De acordo com ele, desde antes da obrigatoriedade das medidas de isolamento e higienização, decretadas pelos governos, a equipe da instituição está seguindo os protocolos nacionais e mundiais a fim de evitar a contaminação por coronavírus. “Apesar de estarmos seguindo todos os protocolos, não temos capacidade de, sozinhos, garantirmos todas as medidas de segurança e higienização necessárias, pois os recursos necessários para implantar essas ações estão além das nossas possibilidades. Infelizmente, não estamos vendo nenhuma entidade pública se preocupando conosco”, comenta.

Diminuição das doações

Assim como o Lar Perseverança, o Asilo São Vicente de Paulo também está sofrendo com a falta de doações neste momento de pandemia. Ambas as instituições sobrevivem por meio de doações, eventos para arrecadação, e um convênio com a Prefeitura, que paga parte dos salários dos funcionários. “A gente sempre teve muita doação, mas com os portões fechados isso parou. Mas precisamos muito, tanto de fraldas, como alimentos, materiais de higienização e limpeza e estamos preocupados, pois não sabemos quanto a pandemia irá durar”, diz Therbio.

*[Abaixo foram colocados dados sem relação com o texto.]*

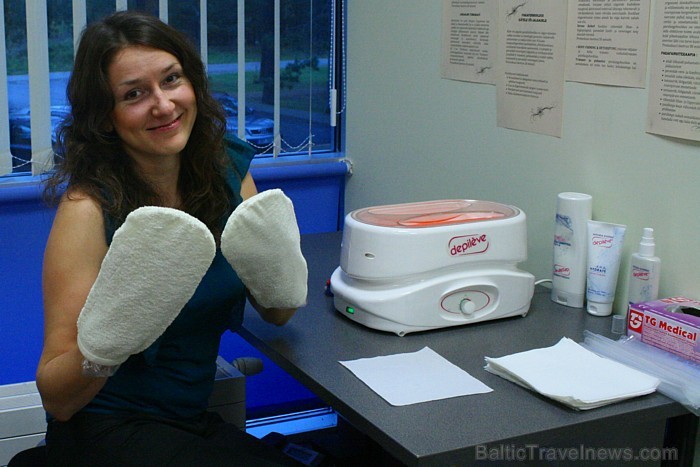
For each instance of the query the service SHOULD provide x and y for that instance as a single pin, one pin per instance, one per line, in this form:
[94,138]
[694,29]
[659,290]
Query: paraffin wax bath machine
[427,265]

Barbara também reforça a solicitação para doações, especialmente dos EPIs, como máscaras cirúrgicas, aventais descartáveis, luvas e álcool em gel. “Mas também precisamos de alimentos, fraldas e, principalmente, leite integral. Precisamos desmistificar a impressão de que o São Vicente de Paulo é um asilo particular, pois não é. Ele é uma instituição filantrópica e também necessita de doações e ajuda”, conclui.